Ao contrário de Clemente, Orígenes não era casado e seu louvor místico à virgindade intriga muitos hoje que veem o amor sexual como espiritualmente significativo, porque é físico, em vez de lamentar que tenha que ser. Até mesmo as tradições místicas evoluem. Mas não há melhor autoridade para consultar do que Orígenes, enquanto tentamos hoje – como ele expressou a própria obra espiritual – ” colocar o amor em ordem”. Seria subestimar sua inteligência e o uso do erotismo na tradição mística ver tudo isso meramente como sublimação freudiana. Para Erasmo, uma página de Orígenes vale dez de Agostinho. Em sua insistência de que o amor de Deus deve eventualmente salvar todos os seres, até mesmo o diabo, ele aborda outra das profundas preocupações teológicas de nosso tempo, a questão da inclusão.

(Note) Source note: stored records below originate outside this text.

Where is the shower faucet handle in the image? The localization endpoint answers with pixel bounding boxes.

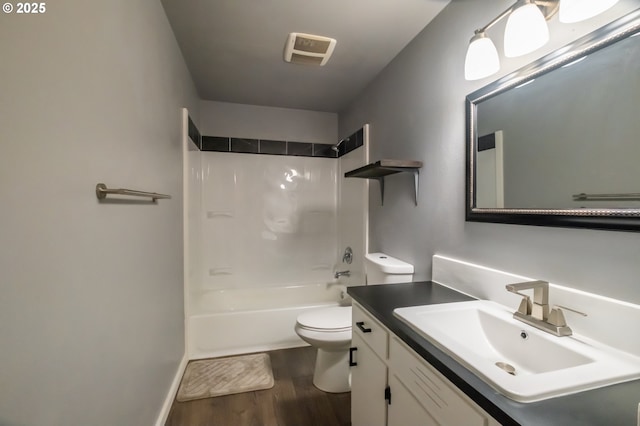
[333,271,351,279]
[342,247,353,264]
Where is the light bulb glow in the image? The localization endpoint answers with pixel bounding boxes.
[504,0,552,58]
[464,33,500,80]
[558,0,618,24]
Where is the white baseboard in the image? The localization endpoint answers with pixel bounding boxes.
[156,353,189,426]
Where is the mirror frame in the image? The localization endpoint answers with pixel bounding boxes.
[465,9,640,232]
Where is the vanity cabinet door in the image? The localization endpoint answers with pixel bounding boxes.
[389,336,498,426]
[387,374,438,426]
[351,333,387,426]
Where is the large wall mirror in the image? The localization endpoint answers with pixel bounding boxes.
[466,9,640,231]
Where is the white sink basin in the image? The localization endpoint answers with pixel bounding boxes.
[394,300,640,402]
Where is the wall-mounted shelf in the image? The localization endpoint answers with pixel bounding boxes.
[344,160,422,206]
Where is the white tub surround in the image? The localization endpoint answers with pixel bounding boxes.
[188,284,343,359]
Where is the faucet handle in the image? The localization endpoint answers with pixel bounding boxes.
[549,305,587,327]
[518,293,533,315]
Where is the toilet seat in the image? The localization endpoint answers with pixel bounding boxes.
[296,306,351,333]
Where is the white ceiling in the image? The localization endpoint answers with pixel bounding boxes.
[161,0,449,112]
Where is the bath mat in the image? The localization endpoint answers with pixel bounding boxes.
[176,354,274,402]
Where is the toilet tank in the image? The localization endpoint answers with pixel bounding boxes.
[364,253,413,285]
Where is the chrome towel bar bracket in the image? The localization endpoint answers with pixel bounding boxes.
[96,183,171,202]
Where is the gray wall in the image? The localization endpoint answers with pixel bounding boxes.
[339,0,640,303]
[0,0,198,426]
[200,101,338,144]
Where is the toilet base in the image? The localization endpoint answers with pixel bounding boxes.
[313,348,351,393]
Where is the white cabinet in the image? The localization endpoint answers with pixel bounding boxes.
[350,303,389,426]
[388,374,437,426]
[351,303,499,426]
[351,333,387,426]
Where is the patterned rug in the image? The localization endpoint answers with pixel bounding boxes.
[176,354,274,402]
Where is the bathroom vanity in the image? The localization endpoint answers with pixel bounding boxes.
[348,282,640,426]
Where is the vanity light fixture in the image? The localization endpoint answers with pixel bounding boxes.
[464,0,618,80]
[504,0,549,58]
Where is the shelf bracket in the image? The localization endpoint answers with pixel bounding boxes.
[344,160,422,206]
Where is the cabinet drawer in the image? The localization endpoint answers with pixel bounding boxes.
[389,336,490,426]
[351,303,389,360]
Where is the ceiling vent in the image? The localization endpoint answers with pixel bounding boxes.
[284,33,336,66]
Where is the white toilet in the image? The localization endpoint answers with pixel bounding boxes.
[295,306,351,393]
[364,253,413,285]
[295,253,413,393]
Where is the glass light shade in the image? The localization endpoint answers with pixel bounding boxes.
[464,33,500,80]
[559,0,618,24]
[504,0,552,58]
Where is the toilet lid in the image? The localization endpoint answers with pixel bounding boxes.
[298,306,351,331]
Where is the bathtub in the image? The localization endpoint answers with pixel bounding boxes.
[187,284,348,359]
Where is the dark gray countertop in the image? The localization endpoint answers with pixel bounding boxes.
[348,281,640,426]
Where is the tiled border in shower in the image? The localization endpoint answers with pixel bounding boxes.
[189,117,364,158]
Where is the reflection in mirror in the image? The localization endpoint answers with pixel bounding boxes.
[467,10,640,230]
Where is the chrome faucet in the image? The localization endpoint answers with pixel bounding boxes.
[333,271,351,279]
[506,281,587,336]
[506,281,549,321]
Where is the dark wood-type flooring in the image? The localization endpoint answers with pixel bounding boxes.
[166,346,351,426]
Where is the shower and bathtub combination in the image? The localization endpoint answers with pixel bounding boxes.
[185,126,368,359]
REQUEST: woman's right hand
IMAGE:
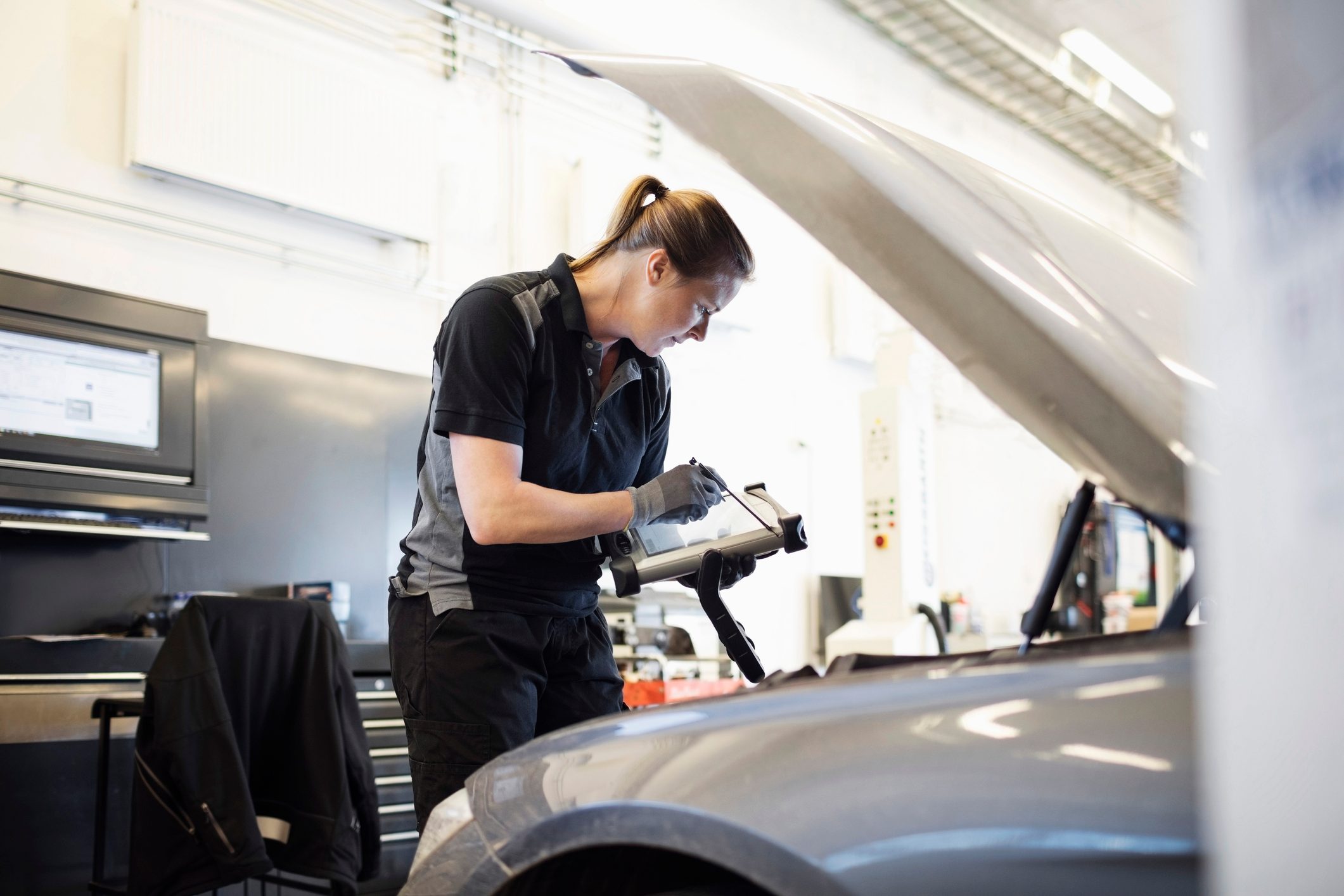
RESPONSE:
[625,463,723,529]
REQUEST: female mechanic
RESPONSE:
[387,176,754,830]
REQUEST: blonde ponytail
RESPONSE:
[570,175,755,279]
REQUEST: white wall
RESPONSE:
[0,0,1191,666]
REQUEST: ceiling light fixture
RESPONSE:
[1059,29,1176,118]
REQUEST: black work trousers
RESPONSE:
[387,591,625,830]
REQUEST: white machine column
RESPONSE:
[826,331,938,662]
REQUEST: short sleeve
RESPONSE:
[433,289,532,445]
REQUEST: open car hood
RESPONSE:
[559,53,1213,518]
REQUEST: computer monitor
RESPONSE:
[0,329,163,450]
[0,271,208,520]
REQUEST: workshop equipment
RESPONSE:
[603,467,808,682]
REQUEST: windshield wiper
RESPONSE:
[1018,482,1097,656]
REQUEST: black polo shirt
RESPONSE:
[392,255,670,617]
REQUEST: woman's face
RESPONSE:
[630,248,742,357]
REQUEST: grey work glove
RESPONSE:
[626,463,723,529]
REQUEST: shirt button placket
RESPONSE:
[584,340,598,433]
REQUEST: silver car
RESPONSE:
[403,54,1207,896]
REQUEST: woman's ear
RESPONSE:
[644,248,672,286]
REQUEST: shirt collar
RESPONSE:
[546,253,658,368]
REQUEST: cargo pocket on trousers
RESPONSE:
[406,719,495,828]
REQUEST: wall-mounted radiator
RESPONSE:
[126,0,444,242]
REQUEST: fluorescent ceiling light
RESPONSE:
[1059,29,1176,118]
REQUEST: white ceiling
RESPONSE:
[985,0,1186,115]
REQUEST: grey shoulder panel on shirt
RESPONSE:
[513,279,560,349]
[649,357,672,416]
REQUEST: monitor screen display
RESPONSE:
[0,329,162,449]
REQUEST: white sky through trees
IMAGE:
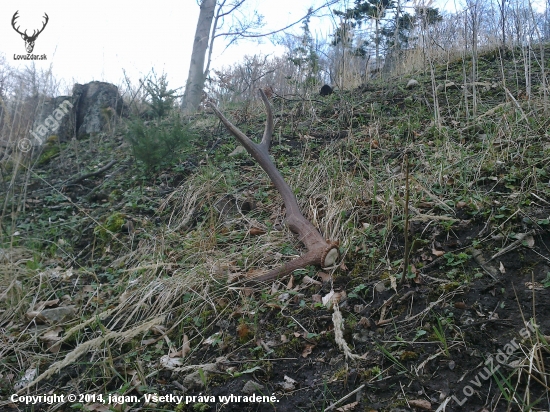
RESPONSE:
[0,0,544,89]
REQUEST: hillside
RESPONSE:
[0,47,550,412]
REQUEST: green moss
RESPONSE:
[37,145,60,166]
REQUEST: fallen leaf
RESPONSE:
[248,227,266,236]
[317,272,332,283]
[237,323,250,339]
[202,332,222,345]
[302,343,315,358]
[286,275,294,290]
[180,335,191,358]
[302,275,322,285]
[336,402,359,412]
[311,295,323,303]
[82,403,110,412]
[408,399,432,411]
[40,326,63,342]
[160,355,183,370]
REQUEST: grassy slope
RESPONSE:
[0,45,550,411]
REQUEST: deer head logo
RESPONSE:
[11,10,49,53]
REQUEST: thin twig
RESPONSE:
[325,384,365,412]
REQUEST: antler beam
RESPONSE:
[210,89,339,281]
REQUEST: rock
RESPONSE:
[40,306,76,325]
[29,82,123,146]
[30,96,75,146]
[229,146,246,157]
[73,81,123,137]
[405,79,420,89]
[241,380,264,395]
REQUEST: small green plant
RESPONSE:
[141,70,179,119]
[126,114,195,172]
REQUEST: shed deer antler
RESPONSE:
[210,89,339,281]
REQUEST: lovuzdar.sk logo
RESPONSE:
[11,10,49,54]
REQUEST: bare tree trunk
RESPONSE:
[183,0,216,113]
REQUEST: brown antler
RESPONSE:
[210,89,339,281]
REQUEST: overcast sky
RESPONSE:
[0,0,328,93]
[0,0,542,94]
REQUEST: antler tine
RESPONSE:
[260,89,273,150]
[210,90,339,281]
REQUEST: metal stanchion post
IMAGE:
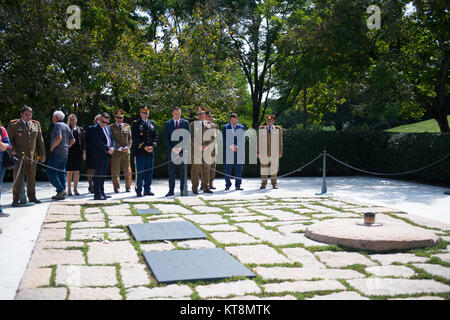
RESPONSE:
[316,150,327,196]
[181,150,189,197]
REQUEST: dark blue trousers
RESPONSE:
[93,158,109,197]
[169,161,184,192]
[135,157,154,193]
[224,164,244,188]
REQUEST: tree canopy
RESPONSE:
[0,0,450,132]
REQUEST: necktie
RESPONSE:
[103,128,111,148]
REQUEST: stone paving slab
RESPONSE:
[44,214,83,223]
[154,203,194,214]
[195,280,261,298]
[127,284,193,300]
[69,288,122,300]
[16,288,67,300]
[316,251,377,268]
[225,294,297,300]
[347,278,450,296]
[225,244,290,264]
[35,241,84,249]
[413,263,450,280]
[306,291,370,300]
[366,265,416,278]
[20,268,52,289]
[16,193,450,300]
[140,242,175,252]
[281,248,326,269]
[263,280,346,293]
[29,249,85,268]
[370,253,429,265]
[186,214,228,224]
[177,240,216,250]
[55,265,117,287]
[432,253,450,262]
[254,267,365,280]
[87,241,139,264]
[120,263,150,288]
[388,296,445,300]
[210,231,261,244]
[200,224,237,231]
[47,204,81,215]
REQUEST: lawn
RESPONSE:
[386,115,450,132]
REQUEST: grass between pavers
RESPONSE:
[114,263,127,300]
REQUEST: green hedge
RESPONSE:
[7,129,450,185]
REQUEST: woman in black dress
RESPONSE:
[66,114,86,196]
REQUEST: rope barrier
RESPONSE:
[327,153,450,176]
[210,153,322,179]
[27,157,169,178]
[2,151,450,192]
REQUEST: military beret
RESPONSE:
[196,107,206,114]
[113,109,125,117]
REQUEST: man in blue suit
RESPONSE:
[164,107,190,197]
[90,112,115,200]
[222,113,245,190]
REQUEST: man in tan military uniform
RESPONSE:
[8,106,46,207]
[257,115,283,189]
[206,109,219,190]
[190,107,215,194]
[109,110,132,193]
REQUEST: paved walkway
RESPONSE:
[0,177,450,299]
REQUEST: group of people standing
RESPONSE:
[0,106,283,216]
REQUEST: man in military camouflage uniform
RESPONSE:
[206,109,219,190]
[109,110,132,193]
[257,115,283,189]
[190,107,215,194]
[8,106,46,207]
[131,107,158,197]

Ler as escrituras para Orígenes é uma experiência mística, mas não é a totalidade da oração. Nós não oramos, diz ele em uma definição atemporal, para obter benefícios de Deus, mas para nos tornarmos como Deus. Orar em si é bom. Acalma a mente, reduz o pecado e promove boas ações. Sobre a oração e seu comentário sobre o Pai Nosso ele afirma que, por meio de Jesus, “o ministro da graça insuperável”, e do Espírito Santo, o ser humano pode possuir sabedoria. Somos amigos do Mestre que compartilha todo o conhecimento conosco. Possuímos a mente de Cristo. Mas devemos entender que a oração é mais do que pedir coisas triviais. Devemos buscar a luz em si, em vez das sombras mundanas das coisas. A oração não é, diz ele, uma repetição vã que entorpece a mente em uma quietude temporária. Ela deve ser preparada pelo distanciamento da raiva e da agitação e pelo perdão. Então, “a pessoa que compõe sua mente para a oração é inevitavelmente beneficiada de alguma forma”. A oração combina a ação de todas as três pessoas da Trindade em nós. Toda a nossa vida é uma oração. Ele conclui o tratado com algumas sugestões práticas sobre postura, local e horários, mostrando que a oração para ele não era apenas uma ideia teológica. O cristão deve orar não menos que três vezes ao dia, idealmente voltado para o leste, em pé com os braços estendidos (sentado, ajoelhado ou deitado, se necessário). Todo lugar é adequado para a oração, e na igreja concentramos forças angélicas. Mas todos devem ter um “lugar sagrado” reservado em sua própria casa, se possível, para orar em silêncio e sem distrações.

A influência de Orígenes é profunda. Sua autoridade também possui aquela humildade e abertura que se vê ocasionalmente em grandes mestres de qualquer ofício. Suas infinitas associações de palavras e significados dificilmente são simples, mas ele nunca parece perder o contato com uma simplicidade básica fundamentada em sua paixão não apenas pelo texto, mas pela pessoa do Logos. Todos os seus trabalhos, disse ele, visavam ilustrar a mais seminal de todas as ideias simples sobre Deus: o princípio e o fim são um e “Deus é tudo em todos”.